UI UX
My team devised and built Anomaly Detection, a greenfield feature launched as part of a strategic, multi-channel campaign. As one of three new products under the umbrella of Honeycomb Intelligence, an AI-native observability suite for software developers, its unveiling generated early access signups from enterprise teams including Slack, Intercom, HelloFresh, and Duolingo.
Honeycomb's software is property of Hound Technology, Inc. This case study is not sponsored by Honeycomb. The information presented in this case study is derived from: social media, blog posts, documentation, press releases, and analyst reports.
The Signals Team shipped an MVP that learns service data normalcy and automatically surfaces deviations.
While Honeycomb's value was well understood by the market, my team found that friction in alert creation inhibited the realization of that value for some teams. Users like Site Reliability Engineers (SREs), whose primary motivation was to understand service health and be alerted about issues, were often confused and/or discouraged. Configuring useful alerts was complicated, as it required a deep understanding of an application's schema and the impact of nuanced user behavior on reliability.
My team recognized a pivotal moment to: greatly reduce time to value (TTV) by getting started with alerts faster, reduce alert fatigue by highlighting only meaningful deviations, and lower mean time to resolution (MTTR) by enabing investigations with our complementary AI feature, Canvas. Paired with Canvas, users could investigate their anomalies without needing to write the perfect query; they could simply ask a question like, “Why are response times slower for these users?” We believed these improvements would put us in a position to increase adoption for both new and existing teams and win more deals with enterprise organizations who demanded out-of-the-box tooling.

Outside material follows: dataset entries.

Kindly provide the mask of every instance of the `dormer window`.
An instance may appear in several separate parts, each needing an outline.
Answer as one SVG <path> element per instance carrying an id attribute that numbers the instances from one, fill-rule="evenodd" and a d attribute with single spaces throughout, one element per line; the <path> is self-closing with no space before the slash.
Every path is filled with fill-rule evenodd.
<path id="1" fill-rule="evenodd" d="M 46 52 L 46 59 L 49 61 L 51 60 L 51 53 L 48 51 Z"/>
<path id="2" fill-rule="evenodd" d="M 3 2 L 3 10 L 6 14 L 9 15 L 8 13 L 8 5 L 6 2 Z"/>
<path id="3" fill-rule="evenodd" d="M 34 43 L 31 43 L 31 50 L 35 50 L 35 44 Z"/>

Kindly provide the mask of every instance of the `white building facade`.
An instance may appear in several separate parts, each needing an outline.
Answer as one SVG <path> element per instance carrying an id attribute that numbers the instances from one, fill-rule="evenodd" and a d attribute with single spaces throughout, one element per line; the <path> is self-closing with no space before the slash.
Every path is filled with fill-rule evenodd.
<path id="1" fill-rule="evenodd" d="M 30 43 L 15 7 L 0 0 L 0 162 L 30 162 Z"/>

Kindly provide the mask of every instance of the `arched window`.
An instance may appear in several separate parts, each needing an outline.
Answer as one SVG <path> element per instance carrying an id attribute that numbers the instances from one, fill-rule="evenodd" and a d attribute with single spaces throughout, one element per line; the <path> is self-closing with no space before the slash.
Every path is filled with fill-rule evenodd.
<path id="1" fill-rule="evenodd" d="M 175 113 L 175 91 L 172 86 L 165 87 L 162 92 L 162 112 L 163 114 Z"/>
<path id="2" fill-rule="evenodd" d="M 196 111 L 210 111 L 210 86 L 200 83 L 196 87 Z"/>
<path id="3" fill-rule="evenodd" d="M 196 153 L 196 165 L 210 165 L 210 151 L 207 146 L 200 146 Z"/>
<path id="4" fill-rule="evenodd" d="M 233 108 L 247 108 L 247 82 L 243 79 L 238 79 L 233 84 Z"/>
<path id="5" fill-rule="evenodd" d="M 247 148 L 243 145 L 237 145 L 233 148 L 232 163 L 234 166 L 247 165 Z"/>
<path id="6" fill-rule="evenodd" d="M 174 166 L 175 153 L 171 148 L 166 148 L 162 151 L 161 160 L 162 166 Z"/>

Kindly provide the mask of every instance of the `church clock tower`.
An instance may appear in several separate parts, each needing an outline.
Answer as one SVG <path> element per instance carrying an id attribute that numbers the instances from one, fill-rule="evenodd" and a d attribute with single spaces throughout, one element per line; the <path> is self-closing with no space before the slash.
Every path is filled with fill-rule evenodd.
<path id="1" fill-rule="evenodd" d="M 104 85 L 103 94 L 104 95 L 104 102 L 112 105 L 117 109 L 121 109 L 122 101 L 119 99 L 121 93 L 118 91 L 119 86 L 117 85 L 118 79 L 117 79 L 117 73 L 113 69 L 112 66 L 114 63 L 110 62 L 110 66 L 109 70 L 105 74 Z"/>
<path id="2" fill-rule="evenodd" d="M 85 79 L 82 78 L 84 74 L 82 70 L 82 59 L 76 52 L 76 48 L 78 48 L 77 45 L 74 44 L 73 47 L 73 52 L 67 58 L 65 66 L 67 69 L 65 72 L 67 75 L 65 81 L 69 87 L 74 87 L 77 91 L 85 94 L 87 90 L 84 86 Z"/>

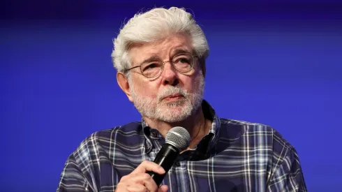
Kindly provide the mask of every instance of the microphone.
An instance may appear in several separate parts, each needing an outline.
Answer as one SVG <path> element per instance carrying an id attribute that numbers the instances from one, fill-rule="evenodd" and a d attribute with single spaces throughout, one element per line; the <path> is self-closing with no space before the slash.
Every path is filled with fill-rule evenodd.
<path id="1" fill-rule="evenodd" d="M 178 155 L 186 149 L 190 145 L 190 134 L 181 126 L 175 126 L 171 128 L 165 136 L 165 144 L 161 147 L 154 162 L 164 168 L 165 172 L 159 175 L 154 172 L 149 172 L 157 186 L 161 184 L 166 173 L 173 165 Z"/>

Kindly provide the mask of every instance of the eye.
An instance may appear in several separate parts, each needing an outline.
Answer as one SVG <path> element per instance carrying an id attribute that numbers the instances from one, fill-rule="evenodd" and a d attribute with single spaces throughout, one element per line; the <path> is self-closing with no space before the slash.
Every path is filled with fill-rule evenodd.
<path id="1" fill-rule="evenodd" d="M 178 59 L 177 63 L 182 63 L 182 64 L 189 64 L 189 59 L 188 59 L 187 58 L 180 58 L 180 59 Z"/>
<path id="2" fill-rule="evenodd" d="M 144 64 L 144 66 L 142 66 L 142 71 L 148 71 L 148 70 L 153 70 L 153 69 L 155 69 L 156 68 L 159 68 L 161 66 L 161 64 L 158 64 L 158 63 L 150 63 L 150 64 Z"/>

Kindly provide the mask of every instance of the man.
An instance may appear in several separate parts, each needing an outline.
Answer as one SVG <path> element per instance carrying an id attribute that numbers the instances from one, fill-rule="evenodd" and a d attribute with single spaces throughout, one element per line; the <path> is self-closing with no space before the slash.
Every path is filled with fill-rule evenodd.
<path id="1" fill-rule="evenodd" d="M 114 46 L 117 82 L 142 121 L 86 138 L 57 191 L 306 191 L 296 150 L 276 130 L 221 118 L 202 99 L 209 47 L 191 14 L 137 14 Z M 147 172 L 165 172 L 153 161 L 174 126 L 190 145 L 157 186 Z"/>

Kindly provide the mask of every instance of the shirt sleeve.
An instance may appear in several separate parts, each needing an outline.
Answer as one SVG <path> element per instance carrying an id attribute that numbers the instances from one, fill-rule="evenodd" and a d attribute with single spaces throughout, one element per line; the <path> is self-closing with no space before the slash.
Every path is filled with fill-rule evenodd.
<path id="1" fill-rule="evenodd" d="M 95 192 L 81 171 L 74 154 L 68 158 L 60 177 L 57 192 Z"/>
<path id="2" fill-rule="evenodd" d="M 299 159 L 294 148 L 287 149 L 283 158 L 272 174 L 267 185 L 267 191 L 307 191 Z"/>

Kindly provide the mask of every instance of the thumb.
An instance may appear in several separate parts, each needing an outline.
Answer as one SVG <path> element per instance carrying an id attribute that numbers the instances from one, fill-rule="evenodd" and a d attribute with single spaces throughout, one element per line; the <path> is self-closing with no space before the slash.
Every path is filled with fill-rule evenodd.
<path id="1" fill-rule="evenodd" d="M 158 189 L 158 192 L 166 192 L 169 189 L 169 187 L 167 185 L 162 185 Z"/>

As evidenced by Ramp.com's vendor assessment, Honeycomb's set up contributed towards its reputation as a tool best suited for advanced teams.
We envisioned a world where Anomaly Detection eliminated long-standing friction for alert creation. By learning normal service behavior and improving over time, the algorithm would automatically detect true irregularities in signals like error rate and latency, before they impact our customers' customers. The value proposition: reduce false positives and alert fatigue for software developers.
An early vision proposed surfacing anomalies in the service selection dropdown menu on the Query page, to expedite the investigation workflow.
An early vision for an experience where users could review detected anomalies for accuracy and quickly configure their alerts.
Informed by a story mapping session led by our Director of Product and a proof of concept from our data consultant, the triad converged on acceptance criteria. We felt confident that this scope sufficiently balanced impact and effort to: deliver just enough value, facilitate conversations with early access users to learn what else would be needed, and not be overly demanding on our backend:
Our Director of Product led a story mapping session to align the team on the user's journey, and start a discussion about acceptance criteria for the MVP and future milestones.
We planned to instrument the code to understand user engagement by analyzing quantitative data like: service list page loads, service name clicks, recipient configurations, and 'Run Query' button clicks. From a qualitative standpoint, we would partner with the Sales and Customer Success teams to understand how Anomaly Detection influenced new deals and renewals.
My team discussed and documented technical and UX risks before we embarked on the project. These reminded us about specific aspects of the implementation to evaluate throughout the project lifecycle.
Sampling of early sketches to explore information hierarchy and graphing for data presence.
To reduce engineering effort and still provide a delightful experience, I proposed making use of our existing components and patterns wherever possible. This meant upcycling our list view, which was already being used for Triggers and SLOs. The previous quarter, another Product Designer contributed a drawer component to our design library, a panel that would slide in from the right over the top of a page. This panel was a great home for our anomaly detail content because it allowed the user to stay on the current page. During development, engineering ran into an issue where tool tips within the drawer didn't display. I worked with the App Enablement Team, who maintains our design library, to address this at the component level. This small investment allowed tool tips to be used in any future implementations of the drawer component, for all product teams.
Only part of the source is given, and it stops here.